Based on my experience in the Panamanian jungle, I can’t think of a better way to bring satisfaction back into your practice than going on a medical mission. I know that the experience was as rewarding for me us as it was for those I treated. Fortunately, CEP’s flexible scheduling and sabbatical program makes it possible for other physicians and advanced providers to get out of the ED and refocus their skills on caring versus coping. I recommend all providers who are questioning their careers to consider taking this kind of break.

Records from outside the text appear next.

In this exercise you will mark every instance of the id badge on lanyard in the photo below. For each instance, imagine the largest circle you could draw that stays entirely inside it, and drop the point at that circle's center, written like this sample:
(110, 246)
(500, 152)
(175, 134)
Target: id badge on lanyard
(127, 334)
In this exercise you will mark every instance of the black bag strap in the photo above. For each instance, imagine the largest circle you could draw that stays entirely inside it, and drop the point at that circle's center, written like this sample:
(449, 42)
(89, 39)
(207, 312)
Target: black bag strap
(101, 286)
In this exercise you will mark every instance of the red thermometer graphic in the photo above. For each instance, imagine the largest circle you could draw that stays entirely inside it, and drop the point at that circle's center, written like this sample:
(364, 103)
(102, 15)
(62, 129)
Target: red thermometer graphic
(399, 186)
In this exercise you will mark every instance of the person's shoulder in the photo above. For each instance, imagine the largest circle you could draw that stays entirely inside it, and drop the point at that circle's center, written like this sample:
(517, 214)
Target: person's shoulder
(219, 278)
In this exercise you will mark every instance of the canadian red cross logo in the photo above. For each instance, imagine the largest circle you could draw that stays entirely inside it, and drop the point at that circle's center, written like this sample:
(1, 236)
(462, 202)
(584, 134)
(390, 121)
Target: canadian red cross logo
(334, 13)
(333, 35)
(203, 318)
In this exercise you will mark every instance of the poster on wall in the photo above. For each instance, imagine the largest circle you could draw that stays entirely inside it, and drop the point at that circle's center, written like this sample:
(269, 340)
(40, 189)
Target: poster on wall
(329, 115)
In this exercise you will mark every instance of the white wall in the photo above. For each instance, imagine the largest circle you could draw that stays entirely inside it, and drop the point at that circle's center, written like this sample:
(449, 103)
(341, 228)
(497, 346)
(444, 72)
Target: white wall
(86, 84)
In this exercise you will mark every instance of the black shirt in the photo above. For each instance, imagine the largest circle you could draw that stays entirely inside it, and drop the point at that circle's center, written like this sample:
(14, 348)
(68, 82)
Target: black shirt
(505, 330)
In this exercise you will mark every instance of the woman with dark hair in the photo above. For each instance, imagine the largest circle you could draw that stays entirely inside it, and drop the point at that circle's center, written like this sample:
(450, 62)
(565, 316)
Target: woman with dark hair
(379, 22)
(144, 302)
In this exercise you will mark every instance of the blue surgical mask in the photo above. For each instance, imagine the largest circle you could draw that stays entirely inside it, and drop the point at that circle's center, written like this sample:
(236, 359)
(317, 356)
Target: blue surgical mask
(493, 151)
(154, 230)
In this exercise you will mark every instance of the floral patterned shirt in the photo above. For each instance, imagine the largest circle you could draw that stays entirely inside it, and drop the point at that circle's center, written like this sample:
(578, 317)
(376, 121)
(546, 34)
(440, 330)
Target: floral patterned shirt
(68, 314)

This post was originally published on the FemInEM healthcare blog.


Topics: Careers

Jasleen Kaur
I admire your amazing work! I would too like to volunteer for a medical mission. However, I am a nonprofessional. I have undergone phlebotomy training and worked as a medical scribe. I am living in north California, San Jose to be specific. Are there any organizations of your knowledge, that I would be able to join?
11/10/2017 3:40:00 PM

Leslie Carlson
For as long as I have known you, I have been impressed by your generous heart and by the strength of your convictions. You have proven your ability time and time again by overcoming adversity and persevering. This is just another of the steps you take on a daily basis to show us all what being a kind and generous member of society is all about. I wholeheartedly support every move you make and believe in the greater good of your mission to help the healthcare providers in your organization feel a deep connection to the patients and the goal to help everyone understand that all things come to those who help others. Always proud to know you and of all that you do everyday for everyone that is lucky enough to know you.
5/26/2017 12:02:10 PM

Jodie Connor
Thank you for sharing this story and your work. All medical professionals should be applauded for their time, energy, and passion for these wonderful projects. Those treated by you, Anna, were so fortunate to not only receive the best treatment, but your kindness and concern as well. Hard to say you "go the extra mile" - when you go the extra thousands of miles!
5/22/2017 8:45:59 AM

Anna, your passion for your profession shines through your words. Your experiences in Panama can only strengthen your work at home. As a nurse, I full understand the power of caring. It is rarely what you do, but how you do it that changes people's lives. Thank you for sharing your experience. I am sure you will inspire others to participate in medical missions.
5/21/2017 5:09:35 PM

Serena van Osta
Thank you for the wonderful story and for the good works. Today, it is always wonderful to hear about the amazing accomplishments of people. 'Things done well and with a care, exempt themselves from fear. '

William Shakespeare
5/21/2017 3:33:07 PM

Anna Heilig-Adams
To Cyndy, Tamara, David, Peter, and Jon;
I just figured out how to respond to your comments so I apologize for the group response. Thank you all so much for your kind words. This is something I am very passionate about and feel so lucky that this passion is encouraged at CEP.
5/13/2017 12:29:23 PM

Jon Brummond
Anna, One of the most strikingly obvious characteristics about your personality is your profoundly caring disposition. In so many ways you have inspired, are inspiring and will inspire others to embrace and engage this same wonderful foundational core value we have as the stand-out leader in our industry and this needful world. Thanks for your passion and this contribution!
5/11/2017 12:04:36 PM

Peter Allen
What amazing work. Thank you so much for providing care to these people. I really appreciate you sharing this with us!
5/11/2017 10:58:27 AM

David Carter
Thanks for sharing your story and of those you served. It's a great example of the Joy of Medicine and why most of us have taken this journey; the desire to help in whatever way possible. I appreciate the inspiration.
5/11/2017 10:58:07 AM

Tamara Longo
Thank you for sharing your experience. What a gift provided, and received, by you and your team. Your statement, 'It’s about the ability to show our patients we care', certainly summarizes the impact of caring for others.
5/11/2017 6:48:30 AM

Cyndy Flores
Thanks for the inspirational story and for being a champion of our Culture of Caring!